Hey all, I am planning on updating my system this summer to calculate the adjusted +/- each time I update the numbers on basketballvalue.com. That would be nightly rather than in game, but it's close to what you've described as it at least would be in season. One thing I'll need to balance, though is that since the errors are a bit large, I might end up in a place where I use enough data (e.g. two seasons) that one more night's worth of games won't change the estimates much. Ideally I'd start the 2007-2008 regular season data with the first night of the season, but I think a week into the season the data could be a bit meaningless until there are more observations.

Thanks,
Aaron

www.basketballvalue.com
Back to top
View user's profile Send private message
josh



Joined: 01 Aug 2007
Posts: 6

PostPosted: Fri Aug 03, 2007 7:05 am    Post subject: Reply with quote

basketballvalue wrote:

Hey all, I am planning on updating my system this summer to calculate the adjusted +/- each time I update the numbers on basketballvalue.com. That would be nightly rather than in game, but it's close to what you've described as it at least would be in season. One thing I'll need to balance, though is that since the errors are a bit large, I might end up in a place where I use enough data (e.g. two seasons) that one more night's worth of games won't change the estimates much. Ideally I'd start the 2007-2008 regular season data with the first night of the season, but I think a week into the season the data could be a bit meaningless until there are more observations.
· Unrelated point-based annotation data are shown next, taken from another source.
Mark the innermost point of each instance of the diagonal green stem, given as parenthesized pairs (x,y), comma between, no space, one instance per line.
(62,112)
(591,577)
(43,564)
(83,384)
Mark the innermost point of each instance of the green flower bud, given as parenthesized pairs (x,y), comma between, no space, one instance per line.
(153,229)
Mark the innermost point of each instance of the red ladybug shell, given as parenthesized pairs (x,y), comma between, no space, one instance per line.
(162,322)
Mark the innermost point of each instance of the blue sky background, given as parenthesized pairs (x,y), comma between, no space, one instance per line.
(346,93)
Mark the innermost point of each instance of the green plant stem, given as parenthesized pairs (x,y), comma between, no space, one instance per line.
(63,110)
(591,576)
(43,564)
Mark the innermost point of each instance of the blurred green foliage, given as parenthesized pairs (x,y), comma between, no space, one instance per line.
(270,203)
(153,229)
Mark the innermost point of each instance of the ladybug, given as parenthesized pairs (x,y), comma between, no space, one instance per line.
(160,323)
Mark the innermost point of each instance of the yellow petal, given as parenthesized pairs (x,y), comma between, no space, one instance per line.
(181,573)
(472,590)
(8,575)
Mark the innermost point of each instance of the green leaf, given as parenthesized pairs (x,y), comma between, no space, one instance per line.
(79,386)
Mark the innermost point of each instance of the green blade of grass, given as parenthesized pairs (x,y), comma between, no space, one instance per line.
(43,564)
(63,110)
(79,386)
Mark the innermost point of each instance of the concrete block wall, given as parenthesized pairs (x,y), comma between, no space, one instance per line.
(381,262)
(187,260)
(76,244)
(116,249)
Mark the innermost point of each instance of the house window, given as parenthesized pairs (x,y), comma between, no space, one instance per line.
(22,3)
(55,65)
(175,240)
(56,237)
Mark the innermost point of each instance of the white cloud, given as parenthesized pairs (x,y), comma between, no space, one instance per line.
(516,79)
Yeah, that's an artifact of not modeling non-stationary regression coefficients. Winval/Danval assumes that the coefficients have one set average value given all of the data you use to fit the model.

You could use weighted regression and weight newer samples heavier. If you were using Bayesian updates, you could artificially increase the diagonal of the covariance matrix at the beginning of every season (Herbrich/Graepel do something similar using probit regression for the ranking system in Xbox Live 360).

Maybe the most elegant solution would be to explicitly model the fact that player skill changes over time. This could require writing your own model fitting code though.
Back to top
View user's profile Send private message
Mountain



Joined: 13 Mar 2007
Posts: 1527

PostPosted: Fri Aug 03, 2007 10:24 am    Post subject: Reply with quote

Aaron, news of your plans to produce adjusted data for 06-07 and 07-08 in real time is welcome.

Not sure if you saw the question in the defense thread but any way you can provide offense/defense splits of the adjusted player impacts?
Back to top
View user's profile Send private message
Mountain



Joined: 13 Mar 2007
Posts: 1527

PostPosted: Mon Oct 22, 2007 7:24 pm    Post subject: Reply with quote

Josh, any comments on the various papers using Bayesian techniques mentioned on the forum recently? Have you done anything new applying them to players? Just curious.
Back to top
View user's profile Send private message
josh



Joined: 01 Aug 2007
Posts: 6

PostPosted: Tue Oct 23, 2007 1:10 pm    Post subject: Reply with quote

Yeah, I've been trying several models lately, and doing some sampling (MCMC).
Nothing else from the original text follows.